奈良林祥先生のセックス講義
セックスとオーガズム
愛あるセックスのための正しい知識を学ぼう
性とはなにか―性の基礎知識
1.性へのめざめ
性ホルモンと「性のめざめ」について
幼い子ども達が無邪気で屈託なく、男の子や女の子の区別なく遊び友達になれるのは、「性ホルモンの同一性」が原因である。幼い子ども達のからだの中に流れる男女両性ホルモンの分量は男の子も女の子もほぼ同じ。男の子だから男性ホルモンが特に多いとか、女の子だから女性ホルモンが著しく多く流れているということはない。この「性ホルモンの同一性」が子ども達のあどけない生理的背景なのである。
ところが、小学校半ばを過ぎる頃、子どもたちの感情や行動面に、微妙な変化が表れ始める。それまでパパと一緒にお風呂に入っていた女の子が、急にパパと入るのは恥ずかしいと言い出したり、男の子が女の子に対してドキドキしたり、他人を好きになる感情や対面でまごまごとした衝動に駆られるなどの変化が表れ始める。
こうしたことは、小学校に入る年齢の頃から、徐々に性ホルモンの流れ方に変動が起き、女の子は女性ホルモンが増えていき(男性ホルモンも少し増える)、男の子は男性ホルモンがどんどん増えていく(女性ホルモンも少し増える)ことが原因である。むろん、人によって増える度合いや時期にばらつきがあり、個人差がある。
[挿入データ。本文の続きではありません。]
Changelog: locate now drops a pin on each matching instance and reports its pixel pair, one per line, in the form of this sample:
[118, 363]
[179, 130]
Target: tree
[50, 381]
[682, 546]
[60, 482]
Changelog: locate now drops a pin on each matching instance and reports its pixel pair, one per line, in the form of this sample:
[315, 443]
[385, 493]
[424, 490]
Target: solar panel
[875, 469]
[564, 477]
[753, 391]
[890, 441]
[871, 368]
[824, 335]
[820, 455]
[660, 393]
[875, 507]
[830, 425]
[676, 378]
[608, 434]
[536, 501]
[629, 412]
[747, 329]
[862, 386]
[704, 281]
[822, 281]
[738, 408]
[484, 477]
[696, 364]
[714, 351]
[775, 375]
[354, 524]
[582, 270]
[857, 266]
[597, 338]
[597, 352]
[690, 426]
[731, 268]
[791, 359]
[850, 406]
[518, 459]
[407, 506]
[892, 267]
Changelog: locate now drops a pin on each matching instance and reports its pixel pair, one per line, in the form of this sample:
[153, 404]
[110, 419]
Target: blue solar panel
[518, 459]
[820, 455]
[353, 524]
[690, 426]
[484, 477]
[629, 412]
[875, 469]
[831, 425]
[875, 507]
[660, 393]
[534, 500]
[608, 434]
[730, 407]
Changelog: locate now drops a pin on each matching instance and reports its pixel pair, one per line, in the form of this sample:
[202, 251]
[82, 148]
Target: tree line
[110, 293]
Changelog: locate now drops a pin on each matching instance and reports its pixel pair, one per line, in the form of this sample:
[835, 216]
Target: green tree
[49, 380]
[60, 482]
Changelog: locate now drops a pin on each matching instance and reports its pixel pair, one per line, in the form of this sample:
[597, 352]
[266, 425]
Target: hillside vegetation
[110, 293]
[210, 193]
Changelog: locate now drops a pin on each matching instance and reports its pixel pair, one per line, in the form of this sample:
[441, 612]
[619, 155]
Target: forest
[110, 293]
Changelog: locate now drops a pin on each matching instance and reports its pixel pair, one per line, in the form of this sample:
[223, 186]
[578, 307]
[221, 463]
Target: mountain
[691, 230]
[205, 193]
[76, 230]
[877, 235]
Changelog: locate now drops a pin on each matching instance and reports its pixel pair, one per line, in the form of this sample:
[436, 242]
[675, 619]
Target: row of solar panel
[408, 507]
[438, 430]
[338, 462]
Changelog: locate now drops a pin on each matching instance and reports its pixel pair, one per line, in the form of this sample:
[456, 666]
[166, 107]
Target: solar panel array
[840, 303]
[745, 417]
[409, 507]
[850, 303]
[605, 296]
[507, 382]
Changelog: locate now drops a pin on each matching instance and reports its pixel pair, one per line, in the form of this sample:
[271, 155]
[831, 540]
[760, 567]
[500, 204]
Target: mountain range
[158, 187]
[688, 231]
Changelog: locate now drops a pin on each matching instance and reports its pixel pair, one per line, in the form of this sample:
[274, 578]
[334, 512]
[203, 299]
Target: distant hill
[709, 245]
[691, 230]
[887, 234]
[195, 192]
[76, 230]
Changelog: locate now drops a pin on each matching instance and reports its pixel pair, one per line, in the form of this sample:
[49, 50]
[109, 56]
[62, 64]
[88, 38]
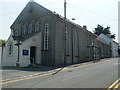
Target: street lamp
[18, 39]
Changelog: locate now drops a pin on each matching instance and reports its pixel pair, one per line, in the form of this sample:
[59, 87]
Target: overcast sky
[85, 12]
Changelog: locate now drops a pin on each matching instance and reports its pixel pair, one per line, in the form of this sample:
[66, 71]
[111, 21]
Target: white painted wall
[114, 45]
[23, 60]
[0, 54]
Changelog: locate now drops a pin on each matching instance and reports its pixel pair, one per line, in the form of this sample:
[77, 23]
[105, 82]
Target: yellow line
[115, 88]
[16, 80]
[113, 84]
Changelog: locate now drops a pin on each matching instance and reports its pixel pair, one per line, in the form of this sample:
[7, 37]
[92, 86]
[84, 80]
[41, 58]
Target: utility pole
[65, 33]
[65, 9]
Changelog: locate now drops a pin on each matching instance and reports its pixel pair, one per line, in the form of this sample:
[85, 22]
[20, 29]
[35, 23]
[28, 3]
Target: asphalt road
[95, 75]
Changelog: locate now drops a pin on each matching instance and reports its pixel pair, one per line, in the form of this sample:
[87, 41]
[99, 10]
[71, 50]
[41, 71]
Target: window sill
[77, 56]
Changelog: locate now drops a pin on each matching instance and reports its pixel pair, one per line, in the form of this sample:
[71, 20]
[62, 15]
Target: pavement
[87, 75]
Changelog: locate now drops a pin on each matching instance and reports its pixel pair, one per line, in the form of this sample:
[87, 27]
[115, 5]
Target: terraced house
[40, 36]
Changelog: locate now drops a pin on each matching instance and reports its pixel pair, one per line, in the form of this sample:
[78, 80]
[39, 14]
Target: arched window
[24, 29]
[37, 27]
[66, 42]
[46, 37]
[29, 28]
[76, 39]
[10, 48]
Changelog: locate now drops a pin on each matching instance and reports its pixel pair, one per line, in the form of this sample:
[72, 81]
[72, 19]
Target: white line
[70, 77]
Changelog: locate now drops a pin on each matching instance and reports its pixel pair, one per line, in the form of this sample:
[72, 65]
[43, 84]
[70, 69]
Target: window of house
[67, 42]
[87, 48]
[10, 48]
[37, 27]
[76, 44]
[46, 37]
[24, 29]
[29, 28]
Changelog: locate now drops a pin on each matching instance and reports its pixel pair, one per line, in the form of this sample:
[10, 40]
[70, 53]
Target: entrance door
[32, 54]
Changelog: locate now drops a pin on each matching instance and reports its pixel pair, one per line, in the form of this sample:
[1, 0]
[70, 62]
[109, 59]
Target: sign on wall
[25, 52]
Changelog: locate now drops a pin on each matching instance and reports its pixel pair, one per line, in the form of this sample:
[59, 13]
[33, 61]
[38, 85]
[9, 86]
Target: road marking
[49, 72]
[70, 77]
[111, 86]
[24, 78]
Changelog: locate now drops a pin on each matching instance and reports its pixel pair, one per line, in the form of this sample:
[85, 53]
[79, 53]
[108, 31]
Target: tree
[100, 29]
[2, 41]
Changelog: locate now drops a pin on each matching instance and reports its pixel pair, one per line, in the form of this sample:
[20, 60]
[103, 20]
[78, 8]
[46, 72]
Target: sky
[86, 12]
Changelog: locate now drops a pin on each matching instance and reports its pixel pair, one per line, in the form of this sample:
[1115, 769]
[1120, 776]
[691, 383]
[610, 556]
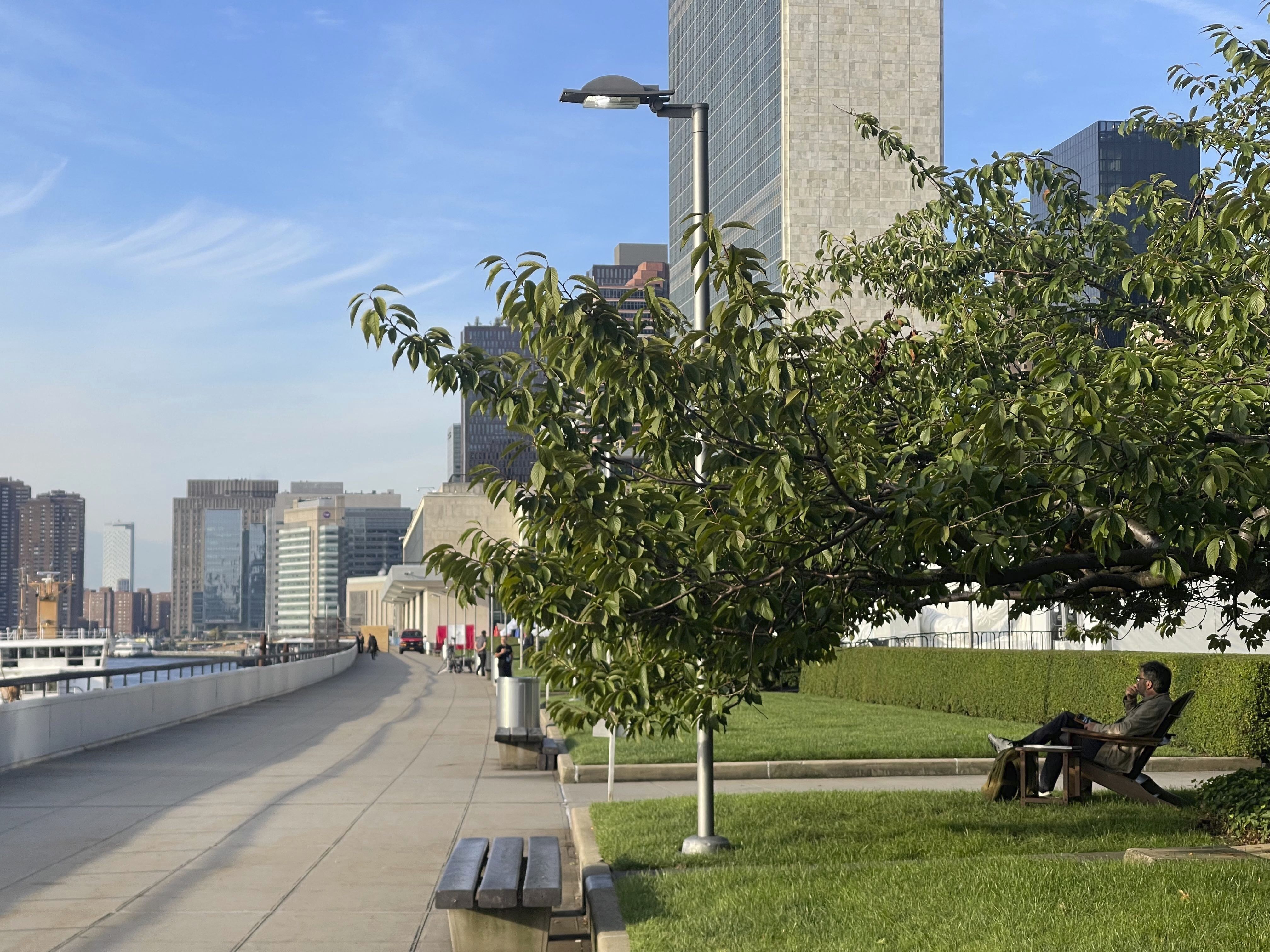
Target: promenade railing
[77, 680]
[1004, 639]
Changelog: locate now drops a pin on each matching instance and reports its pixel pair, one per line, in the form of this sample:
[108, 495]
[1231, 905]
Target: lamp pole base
[704, 846]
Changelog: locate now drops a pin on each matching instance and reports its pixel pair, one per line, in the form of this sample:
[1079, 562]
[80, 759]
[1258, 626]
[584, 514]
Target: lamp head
[615, 93]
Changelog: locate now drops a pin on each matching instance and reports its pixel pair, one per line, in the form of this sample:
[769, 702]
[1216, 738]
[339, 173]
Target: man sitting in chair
[1142, 719]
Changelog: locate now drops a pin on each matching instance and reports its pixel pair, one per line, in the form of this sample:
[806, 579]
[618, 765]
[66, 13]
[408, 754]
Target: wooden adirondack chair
[1133, 784]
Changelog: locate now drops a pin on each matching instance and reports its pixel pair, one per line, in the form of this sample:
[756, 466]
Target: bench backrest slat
[501, 885]
[543, 874]
[458, 887]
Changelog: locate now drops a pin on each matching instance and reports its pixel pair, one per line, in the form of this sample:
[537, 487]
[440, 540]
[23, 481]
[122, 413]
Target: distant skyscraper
[487, 440]
[161, 612]
[51, 539]
[219, 555]
[1104, 162]
[455, 454]
[783, 78]
[100, 607]
[634, 267]
[300, 489]
[13, 494]
[118, 550]
[322, 544]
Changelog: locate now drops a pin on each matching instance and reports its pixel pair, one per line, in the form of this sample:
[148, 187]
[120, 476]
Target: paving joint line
[348, 829]
[432, 894]
[201, 853]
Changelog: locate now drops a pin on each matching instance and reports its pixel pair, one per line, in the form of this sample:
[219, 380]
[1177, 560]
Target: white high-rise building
[118, 551]
[783, 79]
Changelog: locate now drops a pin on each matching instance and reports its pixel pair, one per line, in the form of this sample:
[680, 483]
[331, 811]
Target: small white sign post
[601, 730]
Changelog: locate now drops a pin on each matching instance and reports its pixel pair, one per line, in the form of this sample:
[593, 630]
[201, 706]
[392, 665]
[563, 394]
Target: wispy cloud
[356, 271]
[432, 284]
[215, 244]
[18, 199]
[1208, 13]
[324, 18]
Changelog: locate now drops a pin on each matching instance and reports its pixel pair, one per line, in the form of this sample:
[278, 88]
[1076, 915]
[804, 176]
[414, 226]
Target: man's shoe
[1000, 744]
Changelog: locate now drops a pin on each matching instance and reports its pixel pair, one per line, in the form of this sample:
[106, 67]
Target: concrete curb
[608, 927]
[1148, 857]
[901, 767]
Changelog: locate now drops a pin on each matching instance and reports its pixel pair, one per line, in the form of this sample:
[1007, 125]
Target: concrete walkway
[317, 820]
小学校の高学年になると、感情や行動にはっきりとした違いが表れ、性ホルモンの流れ方の変動がある極限に達した時、それぞれの生理現象すなわち女の子は初経(月経)を経験し、男の子は精通(射精)を経験する。こうした子ども達に対して、それに気づいた大人は「うちの子どもは思春期に到達した」とか、「うちの子どもは性にめざめた」と言い、女の子は女性、男の子は男性と呼ばれるようになっていく。
では、「性にめざめる」とは、いったい何を指して言うのか。
確かに、月経がみられるということは、卵巣からの排卵が始まったということであり、赤ちゃんが産めるからだに成長した証拠である。しかしそうであっても、それ自体が「性のめざめ」を意味しているわけではない。同様にして、男の子が精通を経験したからといって、それ自体は生殖能力の完成を意味するのだが、「性のめざめ」を意味しているわけではない。それにもかかわらず、月経が始まったり、射精が起こるようになると、当たり前のように大人たちは思春期だといい、「性のめざめ」だという。いったいこれは、何を指して言うことなのだろうか。
実はこれは、男性ホルモンの増量がさせることなのである。男性ホルモンは、人に異性を意識させる源であって、男でも女でも男性ホルモンの存在なしでは、異性、すなわち性というものを意識することはないのだ。幼い子ども達が性を意識せず、男の子でも女の子でも無邪気に遊べたのは、男性ホルモンが男の子も女の子も少なかったからであり、思春期とともに人の心に生ずる異性への意識は、男性ホルモンの増量がさせることなのである。
人は、生まれた瞬間から、「性エネルギー」という成長に欠かせない力を持っている。人は「性エネルギー」を利用し、例えば赤ちゃんのうちは、母親のおっぱいを吸ったり、大便をしたり、小便をしたりする。幼い子ども達はこれを遊びや悪戯のエネルギーとして振り向ける。小学生になると、「性エネルギー」の一部を勉強に昇華させたり、思春期から青年期にかけては、これを恋のエネルギーに利用したりする。さらに成人後は、「性エネルギー」を結婚に、夫婦仲の愛情や生殖の原動力として利用する。このように「性エネルギー」は人間形成の上で大切な活力であり、生まれてから生涯にわたって燃え続けるものであって、これなしでは成長はあり得ない。
性の意識化
思春期になって男女とも男性ホルモンの分量が増えてくると、それが迎え水のような役割となって、無意識の領域で働いていた「性エネルギー」が意識の表面に引っ張り出されてくる。これが性の意識化、すなわち「性のめざめ」ということであって、別に「性エネルギー」はいやらしいエネルギーだとか不潔なエネルギーという意味ではない。
そもそも性という字を見ただけで不潔なものとか、いやらしいもの、いけないものと決めつけたりするのは滑稽な偏見である。何度も言うように、これは自分自身が成長していくために必要な活力源であり、また表面に出てきた性の意識化も、決して不潔なものとかいやらしいものだ、というふうにとらえてはいけないのである。